В Иерусалиме дул горячий ветер, а с неба тек холодный свет. Кузнецов шел по пустой окраинной улице, застроенной новыми двух— и трехэтажными краснокирпичными домами. Навстречу ему из-за угла вылетел мальчишка лет двенадцати на велосипеде, он гнал изо всех сил, стоя на педалях и прижимая подбородком накинутый на плечи рябой черно-белый платок. Проезжая, он глянул Кузнецову в лицо прекрасными томными глазами и улыбнулся. Через полминуты Кузнецова что-то сильно ударило в спину, он обернулся и увидел осколок кирпича на тротуаре, пустую улицу и мальчишку, аккуратно положившего велосипед набок и выбиравшего следующий снаряд из кучи строительного мусора.

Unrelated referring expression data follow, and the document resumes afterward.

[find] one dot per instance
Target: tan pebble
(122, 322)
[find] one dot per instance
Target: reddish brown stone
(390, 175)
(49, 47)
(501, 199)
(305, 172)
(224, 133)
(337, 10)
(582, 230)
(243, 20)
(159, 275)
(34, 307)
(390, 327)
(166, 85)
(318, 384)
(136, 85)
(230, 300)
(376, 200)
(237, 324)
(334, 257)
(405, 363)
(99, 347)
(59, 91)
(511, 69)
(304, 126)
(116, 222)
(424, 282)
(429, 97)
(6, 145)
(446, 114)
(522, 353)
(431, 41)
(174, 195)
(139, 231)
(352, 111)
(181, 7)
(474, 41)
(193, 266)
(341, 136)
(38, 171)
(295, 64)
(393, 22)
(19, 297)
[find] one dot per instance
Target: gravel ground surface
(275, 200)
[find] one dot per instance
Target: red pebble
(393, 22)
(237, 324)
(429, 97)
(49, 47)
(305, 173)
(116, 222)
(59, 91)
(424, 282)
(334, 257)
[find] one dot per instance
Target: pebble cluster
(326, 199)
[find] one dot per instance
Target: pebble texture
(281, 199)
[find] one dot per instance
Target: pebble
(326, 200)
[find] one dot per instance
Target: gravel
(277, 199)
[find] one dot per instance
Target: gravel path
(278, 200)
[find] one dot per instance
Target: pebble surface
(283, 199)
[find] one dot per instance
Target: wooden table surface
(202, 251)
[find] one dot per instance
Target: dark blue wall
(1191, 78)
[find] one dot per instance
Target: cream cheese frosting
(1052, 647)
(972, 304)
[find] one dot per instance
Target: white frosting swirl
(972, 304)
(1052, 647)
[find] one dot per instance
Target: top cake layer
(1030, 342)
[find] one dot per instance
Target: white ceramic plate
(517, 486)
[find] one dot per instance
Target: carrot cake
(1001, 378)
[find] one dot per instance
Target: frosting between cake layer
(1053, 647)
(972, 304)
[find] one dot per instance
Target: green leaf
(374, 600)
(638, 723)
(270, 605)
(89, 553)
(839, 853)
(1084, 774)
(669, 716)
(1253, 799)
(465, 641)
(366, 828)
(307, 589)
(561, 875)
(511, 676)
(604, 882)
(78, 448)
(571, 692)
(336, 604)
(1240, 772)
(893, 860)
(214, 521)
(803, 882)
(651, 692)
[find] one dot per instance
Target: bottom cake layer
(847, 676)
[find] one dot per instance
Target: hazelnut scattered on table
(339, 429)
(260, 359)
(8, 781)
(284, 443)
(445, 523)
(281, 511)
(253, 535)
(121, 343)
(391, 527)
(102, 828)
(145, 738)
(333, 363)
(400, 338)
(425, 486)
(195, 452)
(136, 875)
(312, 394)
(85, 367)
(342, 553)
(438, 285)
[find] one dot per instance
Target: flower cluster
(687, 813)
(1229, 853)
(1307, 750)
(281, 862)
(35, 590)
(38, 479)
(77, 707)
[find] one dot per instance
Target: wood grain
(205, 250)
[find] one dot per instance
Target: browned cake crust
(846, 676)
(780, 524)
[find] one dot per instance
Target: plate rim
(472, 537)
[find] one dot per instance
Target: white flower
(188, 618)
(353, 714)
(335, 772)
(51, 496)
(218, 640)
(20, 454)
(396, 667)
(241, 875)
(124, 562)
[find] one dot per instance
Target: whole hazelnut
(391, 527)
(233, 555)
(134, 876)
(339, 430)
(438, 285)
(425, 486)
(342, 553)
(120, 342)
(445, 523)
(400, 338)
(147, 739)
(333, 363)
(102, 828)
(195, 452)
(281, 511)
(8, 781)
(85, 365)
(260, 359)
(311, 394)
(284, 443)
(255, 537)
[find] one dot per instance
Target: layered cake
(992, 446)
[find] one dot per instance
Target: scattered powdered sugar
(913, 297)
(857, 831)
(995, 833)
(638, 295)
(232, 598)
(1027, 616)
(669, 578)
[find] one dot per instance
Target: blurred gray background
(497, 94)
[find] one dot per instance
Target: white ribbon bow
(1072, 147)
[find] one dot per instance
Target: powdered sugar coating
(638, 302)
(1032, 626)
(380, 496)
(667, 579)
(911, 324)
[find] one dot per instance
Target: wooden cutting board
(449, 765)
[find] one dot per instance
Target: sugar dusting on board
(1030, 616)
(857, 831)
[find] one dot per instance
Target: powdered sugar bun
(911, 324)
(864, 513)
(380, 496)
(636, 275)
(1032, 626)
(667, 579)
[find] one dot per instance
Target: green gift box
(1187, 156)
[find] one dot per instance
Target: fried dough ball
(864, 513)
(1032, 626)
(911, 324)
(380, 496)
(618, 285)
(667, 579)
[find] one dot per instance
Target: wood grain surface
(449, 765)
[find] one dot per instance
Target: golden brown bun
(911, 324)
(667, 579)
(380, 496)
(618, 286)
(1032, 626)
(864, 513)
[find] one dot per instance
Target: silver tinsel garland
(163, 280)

В октябре Нью-Йорк все еще перехватывал дыхание мокрой жарой, будто весь город был кухней, где кипит и кипит, плюясь на плиту мелкими брызгами, огромный бельевой бак. Между Сто Второй и Сто Третьей улицей к Кузнецову обратился парень, выгружавший из фургона на тротуар у входа в мексиканскую забегаловку большие картонные коробки. Короткие кудри парня были выкрашены в соломенножелтый цвет, что очень шло к коричнево-сизому лицу. «Вали к ебаной матери, проклятый жид, — сказал негр, — мои мусульманские братья в Палестине уже вставили вам, скоро и мы погоним вас из нашей Америки». Кузнецов плохо понимал этот называющийся красивым словом «эбони» и немного похожий на английский язык. Но то, что сказал парень, понял.

Далеко позади остался бессонный, подсвечивавший невидимое ночное небо цветными огнями центр Мельбурна, а бесконечная Сэнт-Килда-роуд все тянулась и тянулась во тьме, только мигали светофоры на пустых перекрестках. Кузнецов устал и присел прямо на край тротуара. Тут же неизвестно откуда возник мужик в толстой клетчатой куртке и ткнул Кузнецова в бок носком высокого шнурованного ботинка. «Вставай, — сказал мужик, — и убирайся в свою Россию, понаехали и уже всю улицу заняли, деваться от вас некуда, чертовы евреи». Простой и отчетливый австралийский выговор Кузнецов понимал хорошо.